The bottleneck is industry-wide
Benchmark gaps among leading models have narrowed dramatically. LMSYS Arena shows: In mid-2024, the Elo gap between #1 and #10 models was 150+ points; By late 2025, the gap shrank to <50 points; By September 2025, in MMLU-Pro, nearly all frontier models scored 85–90%, virtually indistinguishable. Model release cycles are slowing:
- Meta: Llama-2 → Llama-3 (9 months), but Llama-4 has already been delayed beyond 15 months
- Anthropic: Claude 3 → Claude 4 (11 months)
These signs suggest the once-reliable Scaling Law is breaking down. Why?

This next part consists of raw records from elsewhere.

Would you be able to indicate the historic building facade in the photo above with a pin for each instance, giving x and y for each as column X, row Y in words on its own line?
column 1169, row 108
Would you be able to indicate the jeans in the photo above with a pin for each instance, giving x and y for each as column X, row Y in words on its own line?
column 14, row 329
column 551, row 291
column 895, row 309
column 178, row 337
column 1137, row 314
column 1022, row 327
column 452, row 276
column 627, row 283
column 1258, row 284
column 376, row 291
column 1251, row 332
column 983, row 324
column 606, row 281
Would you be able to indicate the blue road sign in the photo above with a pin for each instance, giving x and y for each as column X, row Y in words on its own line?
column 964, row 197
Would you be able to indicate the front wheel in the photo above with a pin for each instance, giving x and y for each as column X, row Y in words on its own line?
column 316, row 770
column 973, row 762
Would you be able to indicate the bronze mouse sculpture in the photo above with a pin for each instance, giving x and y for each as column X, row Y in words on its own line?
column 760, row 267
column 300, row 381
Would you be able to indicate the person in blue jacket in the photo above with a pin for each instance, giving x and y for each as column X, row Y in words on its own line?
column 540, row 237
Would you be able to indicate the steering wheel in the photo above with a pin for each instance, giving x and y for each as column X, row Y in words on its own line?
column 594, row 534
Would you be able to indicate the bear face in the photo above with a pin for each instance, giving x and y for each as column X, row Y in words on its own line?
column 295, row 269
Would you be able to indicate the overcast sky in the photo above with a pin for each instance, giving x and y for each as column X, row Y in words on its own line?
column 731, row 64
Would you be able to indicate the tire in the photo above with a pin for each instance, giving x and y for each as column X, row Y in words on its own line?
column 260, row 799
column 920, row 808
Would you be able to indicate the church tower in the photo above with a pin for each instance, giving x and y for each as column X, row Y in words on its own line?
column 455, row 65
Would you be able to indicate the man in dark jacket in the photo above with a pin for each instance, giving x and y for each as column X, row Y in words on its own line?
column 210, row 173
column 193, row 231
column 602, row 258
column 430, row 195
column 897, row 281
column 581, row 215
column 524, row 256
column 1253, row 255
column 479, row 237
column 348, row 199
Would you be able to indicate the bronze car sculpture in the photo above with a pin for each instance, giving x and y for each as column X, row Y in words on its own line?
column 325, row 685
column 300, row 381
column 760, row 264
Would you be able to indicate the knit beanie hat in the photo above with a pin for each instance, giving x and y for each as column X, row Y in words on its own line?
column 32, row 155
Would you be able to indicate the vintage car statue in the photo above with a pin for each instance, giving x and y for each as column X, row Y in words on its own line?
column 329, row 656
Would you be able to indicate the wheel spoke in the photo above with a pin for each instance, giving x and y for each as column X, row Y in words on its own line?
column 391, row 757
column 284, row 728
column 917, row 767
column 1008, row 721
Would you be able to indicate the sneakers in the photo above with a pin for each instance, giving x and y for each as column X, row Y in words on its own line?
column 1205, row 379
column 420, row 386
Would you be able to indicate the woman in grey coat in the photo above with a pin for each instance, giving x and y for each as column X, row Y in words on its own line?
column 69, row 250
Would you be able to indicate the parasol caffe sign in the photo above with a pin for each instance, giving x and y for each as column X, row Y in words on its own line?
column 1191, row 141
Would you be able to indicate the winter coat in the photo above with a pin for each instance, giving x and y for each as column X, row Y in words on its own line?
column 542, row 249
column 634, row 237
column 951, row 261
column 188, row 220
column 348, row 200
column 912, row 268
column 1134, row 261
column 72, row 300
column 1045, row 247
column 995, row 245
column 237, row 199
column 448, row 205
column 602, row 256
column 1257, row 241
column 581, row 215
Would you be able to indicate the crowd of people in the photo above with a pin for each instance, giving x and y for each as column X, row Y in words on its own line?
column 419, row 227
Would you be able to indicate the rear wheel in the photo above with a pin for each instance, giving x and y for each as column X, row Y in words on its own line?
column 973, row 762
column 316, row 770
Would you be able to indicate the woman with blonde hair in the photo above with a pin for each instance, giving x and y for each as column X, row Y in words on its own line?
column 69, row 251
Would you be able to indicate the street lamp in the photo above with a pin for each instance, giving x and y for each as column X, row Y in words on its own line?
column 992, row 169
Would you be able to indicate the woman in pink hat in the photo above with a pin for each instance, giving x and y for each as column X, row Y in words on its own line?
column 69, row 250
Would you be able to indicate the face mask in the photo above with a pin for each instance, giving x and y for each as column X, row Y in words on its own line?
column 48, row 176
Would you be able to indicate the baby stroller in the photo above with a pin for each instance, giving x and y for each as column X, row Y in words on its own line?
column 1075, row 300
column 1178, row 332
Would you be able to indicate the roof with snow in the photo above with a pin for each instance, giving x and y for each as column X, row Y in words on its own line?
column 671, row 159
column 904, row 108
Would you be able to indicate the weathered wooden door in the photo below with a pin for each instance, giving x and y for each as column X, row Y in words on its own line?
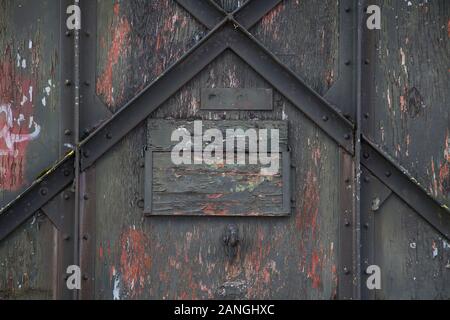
column 353, row 106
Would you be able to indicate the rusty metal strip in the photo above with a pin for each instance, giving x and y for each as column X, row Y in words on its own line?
column 205, row 11
column 292, row 87
column 342, row 92
column 374, row 195
column 253, row 11
column 39, row 193
column 348, row 270
column 60, row 212
column 139, row 108
column 406, row 187
column 93, row 111
column 87, row 233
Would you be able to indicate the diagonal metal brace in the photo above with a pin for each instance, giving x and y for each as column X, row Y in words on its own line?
column 37, row 195
column 405, row 187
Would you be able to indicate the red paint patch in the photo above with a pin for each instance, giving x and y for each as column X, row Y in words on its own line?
column 448, row 28
column 444, row 171
column 135, row 263
column 118, row 48
column 314, row 270
column 16, row 122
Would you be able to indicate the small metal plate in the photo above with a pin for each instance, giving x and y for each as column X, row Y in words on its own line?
column 236, row 99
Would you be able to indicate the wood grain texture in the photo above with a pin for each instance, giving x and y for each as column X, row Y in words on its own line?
column 27, row 261
column 137, row 41
column 181, row 257
column 414, row 259
column 304, row 36
column 408, row 91
column 29, row 93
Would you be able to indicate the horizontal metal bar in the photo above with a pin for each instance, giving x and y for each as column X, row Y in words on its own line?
column 204, row 11
column 292, row 87
column 37, row 195
column 405, row 187
column 139, row 108
column 253, row 11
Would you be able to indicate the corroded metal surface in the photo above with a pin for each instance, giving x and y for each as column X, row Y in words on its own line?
column 321, row 250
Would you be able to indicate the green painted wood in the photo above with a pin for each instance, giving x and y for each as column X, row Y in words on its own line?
column 414, row 259
column 29, row 93
column 407, row 93
column 28, row 261
column 183, row 257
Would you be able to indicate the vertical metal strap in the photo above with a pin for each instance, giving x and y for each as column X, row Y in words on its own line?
column 87, row 233
column 61, row 210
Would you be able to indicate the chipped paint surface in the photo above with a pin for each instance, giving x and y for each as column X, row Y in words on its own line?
column 134, row 262
column 118, row 49
column 17, row 125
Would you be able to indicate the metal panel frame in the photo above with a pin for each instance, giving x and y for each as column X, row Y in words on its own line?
column 229, row 31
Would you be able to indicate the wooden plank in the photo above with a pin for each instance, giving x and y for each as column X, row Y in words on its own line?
column 215, row 190
column 159, row 132
column 236, row 99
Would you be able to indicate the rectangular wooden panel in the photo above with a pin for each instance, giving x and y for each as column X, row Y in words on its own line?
column 236, row 99
column 220, row 189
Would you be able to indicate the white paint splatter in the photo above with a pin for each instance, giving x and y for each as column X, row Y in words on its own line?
column 116, row 290
column 24, row 100
column 30, row 92
column 20, row 119
column 435, row 250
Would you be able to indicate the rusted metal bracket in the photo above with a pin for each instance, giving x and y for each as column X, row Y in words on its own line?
column 406, row 187
column 38, row 194
column 372, row 199
column 227, row 35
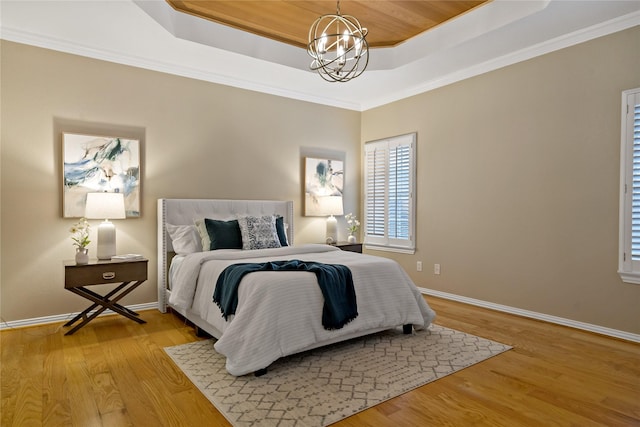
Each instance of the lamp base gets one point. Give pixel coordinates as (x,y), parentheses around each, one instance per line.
(106,240)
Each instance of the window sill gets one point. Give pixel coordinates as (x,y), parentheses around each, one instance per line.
(392,249)
(630,277)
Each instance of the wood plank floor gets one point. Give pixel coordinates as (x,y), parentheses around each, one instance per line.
(114,372)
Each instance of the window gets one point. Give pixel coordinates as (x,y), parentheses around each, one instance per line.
(629,253)
(389,211)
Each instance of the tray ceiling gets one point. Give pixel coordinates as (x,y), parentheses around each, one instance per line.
(388,22)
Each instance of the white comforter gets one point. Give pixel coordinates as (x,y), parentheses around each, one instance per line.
(280,313)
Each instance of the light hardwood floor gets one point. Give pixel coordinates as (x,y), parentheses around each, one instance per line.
(114,372)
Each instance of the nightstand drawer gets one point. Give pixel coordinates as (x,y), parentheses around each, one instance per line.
(108,272)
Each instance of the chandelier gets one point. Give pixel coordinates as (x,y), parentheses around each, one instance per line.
(338,47)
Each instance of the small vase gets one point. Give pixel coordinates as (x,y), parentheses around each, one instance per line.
(82,256)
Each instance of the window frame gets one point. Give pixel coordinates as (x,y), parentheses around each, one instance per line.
(628,268)
(385,242)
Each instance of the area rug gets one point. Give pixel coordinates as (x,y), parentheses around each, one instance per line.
(322,386)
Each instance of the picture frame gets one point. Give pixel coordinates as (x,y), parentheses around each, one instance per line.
(97,163)
(324,185)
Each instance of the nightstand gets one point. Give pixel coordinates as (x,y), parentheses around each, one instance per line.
(351,247)
(129,274)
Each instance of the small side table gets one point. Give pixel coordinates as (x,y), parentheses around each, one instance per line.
(130,274)
(351,247)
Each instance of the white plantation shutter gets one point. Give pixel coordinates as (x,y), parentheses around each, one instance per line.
(635,198)
(389,188)
(629,256)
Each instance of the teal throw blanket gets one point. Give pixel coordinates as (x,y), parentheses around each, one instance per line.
(335,281)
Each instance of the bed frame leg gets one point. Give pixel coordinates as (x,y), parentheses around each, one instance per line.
(201,333)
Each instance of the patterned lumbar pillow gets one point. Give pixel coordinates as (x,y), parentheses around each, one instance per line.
(259,232)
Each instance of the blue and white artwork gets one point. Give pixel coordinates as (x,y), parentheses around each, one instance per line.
(324,182)
(97,163)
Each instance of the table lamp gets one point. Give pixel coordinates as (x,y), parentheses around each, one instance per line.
(105,206)
(330,205)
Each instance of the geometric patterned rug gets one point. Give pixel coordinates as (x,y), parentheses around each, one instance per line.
(322,386)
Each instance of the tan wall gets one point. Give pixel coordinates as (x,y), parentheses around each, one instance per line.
(518,178)
(518,171)
(201,140)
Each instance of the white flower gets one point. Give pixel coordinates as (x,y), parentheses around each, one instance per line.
(80,231)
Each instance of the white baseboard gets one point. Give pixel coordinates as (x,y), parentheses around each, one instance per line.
(535,315)
(480,303)
(64,317)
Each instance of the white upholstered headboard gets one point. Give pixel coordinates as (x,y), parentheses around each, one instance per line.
(186,211)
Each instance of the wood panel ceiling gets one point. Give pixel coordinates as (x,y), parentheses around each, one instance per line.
(389,22)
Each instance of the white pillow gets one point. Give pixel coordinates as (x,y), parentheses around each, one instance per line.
(184,239)
(259,232)
(201,228)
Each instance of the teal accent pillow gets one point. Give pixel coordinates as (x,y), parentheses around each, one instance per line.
(223,234)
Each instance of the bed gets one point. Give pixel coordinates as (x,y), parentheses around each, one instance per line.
(278,313)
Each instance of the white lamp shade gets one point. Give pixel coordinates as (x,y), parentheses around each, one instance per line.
(105,206)
(332,230)
(329,205)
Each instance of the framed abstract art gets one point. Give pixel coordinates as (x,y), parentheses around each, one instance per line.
(323,187)
(95,163)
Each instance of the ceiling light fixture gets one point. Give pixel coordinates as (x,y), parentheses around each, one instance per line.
(338,46)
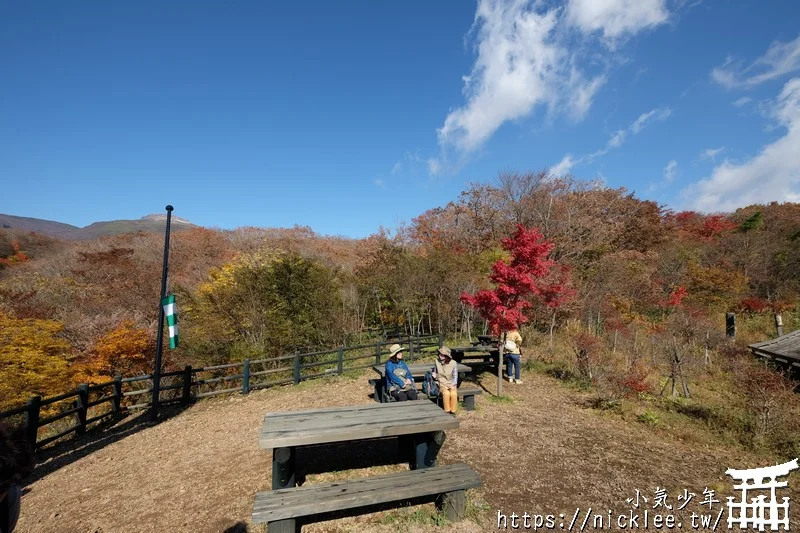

- Irreducible error of language: LLMs learn by predicting the next word. But natural language contains inherent ambiguity (Bayes error) which no amount of scaling can eliminate. Once basic grammar/logic errors are solved, the remaining errors arise from linguistic ambiguity itself – fundamentally unfixable.
- Data exhaustion: OpenAI has already consumed nearly all high-quality text on the internet. Remaining data is mostly low-quality text, spam-repetitive content and AI-generated junk
- Danger of Model Collapse: Training models on AI-generated data causes: Loss of rare but important knowledge; Degeneration of diversity; Amplification of errors; Outputs becoming repetitive and narrow.
A Nature (2024) paper showed recursive training produces rapidly collapsing data distributions – analogous to genetic inbreeding. With the internet now flooded by AI-generated text, model collapse is becoming a real-world risk, not just a theoretical concern.
Two competing theories
The debate splits the AI world into two major factions.
A. Reformists:
“LLMs are not enough; AI must move beyond text.” Led by: Fei-Fei Li (Stanford), Yann LeCun (Meta), DeepMind researchers, MIT/Berkeley cognitive scientists.
Key beliefs: LLMs are only one component of AI, not the path to AGITrue intelligence requires world models: understanding 3D space, physics, causality; Intelligence emerges from interacting with the physical world, not just text; Language is a communication tool – not the basis of thought (supported by cognitive science).
Examples: AlphaGeometry (DeepMind): solves Olympiad-level geometry using symbolic reasoning + neural networks; Babies understand physics before learning language; Blind/deaf individuals think perfectly well without certain sensory channels. LeCun summarizes LLMs as: “Feeding a parrot a bigger chip.” In this view, the future AI architecture is modular:
- LLM = Translator of human intent
- World model = Physical/causal reasoning engine
- Specialist modules = Tools for vision, planning, robotics, etc.
B. Traditionalists:
“Scaling LLMs will still lead to AGI.” Led by:Sam Altman (OpenAI), Ilya Sutskever (OpenAI co-founder), Jared Kaplan (Anthropic)
Key beliefs: The Scaling Hypothesis remains valid; Beyond a certain size, models exhibit emergent intelligence; Compression = Understanding: If a model compresses all world knowledge, it implicitly builds a world model; Language models can still form the foundation of AGI with enough data + compute + training innovations; Even if LLMs are not perfect general intelligence, they can still: Serve as the core reasoning engine; Coordinate other subsystems; Achieve AGI through scale + algorithmic improvements.
MIT cognitive scientists disagree strongly, arguing: “Language is not thought. Thought is independent from language. ”But OpenAI continues to push scaling as the main path.
Conclusion
The LLM field is experiencing: Severe diminishing returns, Data shortages, Compute barriers, Risks of model collapse. This has intensified a fundamental philosophical split: Traditionalists (OpenAI / Anthropic) “Scale will give us AGI.” Reformists (Fei-Fei Li, LeCun, DeepMind, MIT) “LLMs are useful but fundamentally limited; real AI requires world models and grounding.” The future of AI will likely merge both paths, but the industry now stands at a critical crossroads.